Years ago, I sat wedged into an uncomfortable plywood desk in the middle of my high school Government class, glaring at the clock. I was surrounded by sleepy-eyed teenagers, sheets of loose leaf paper, and number two pencils. While dreams of lunch period danced impishly through my mind, our teacher shared the above quote. At seventeen years old, this string of words held little meaning for me.

I encountered this quote again during my early twenties. At the time, it was obvious to me that Phillips was referring to a strong national defense. Vigilance, it seemed, meant that we must build a robust military and guard our borders against incursion.

Today, I know better. The vigilance Phillips invokes is not militaristic, but civic. It is not the communal vigilance of military force, but the personal stewardship of democracy.

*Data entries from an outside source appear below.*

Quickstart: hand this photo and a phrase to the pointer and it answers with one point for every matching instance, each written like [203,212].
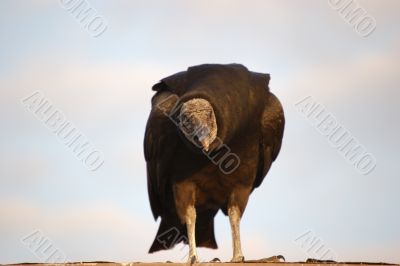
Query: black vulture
[211,137]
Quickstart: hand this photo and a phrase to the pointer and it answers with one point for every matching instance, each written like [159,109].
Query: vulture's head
[197,121]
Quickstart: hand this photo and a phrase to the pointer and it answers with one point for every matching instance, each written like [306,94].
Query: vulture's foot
[193,259]
[238,259]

Democracy is a rare thing in history. It existed among the Phoenicians as far back as 2,000 BC, and in Athens between 400-500 BC. With the rise and fall of Rome, democracy had fits and starts throughout Europe and the Middle East, but never quite caught on. The Magna Carta was penned in 1215 and marked the beginnings of modern democracy in England, but it was going to be 561 years before anyone got it right.

American democracy is an ambitious experiment. Nowhere else in history can be found a similar animal. Our Constitution, Bill of Rights, and separated powers mark a profound shift away from the centralized authority found in myriad forms across the world and throughout history.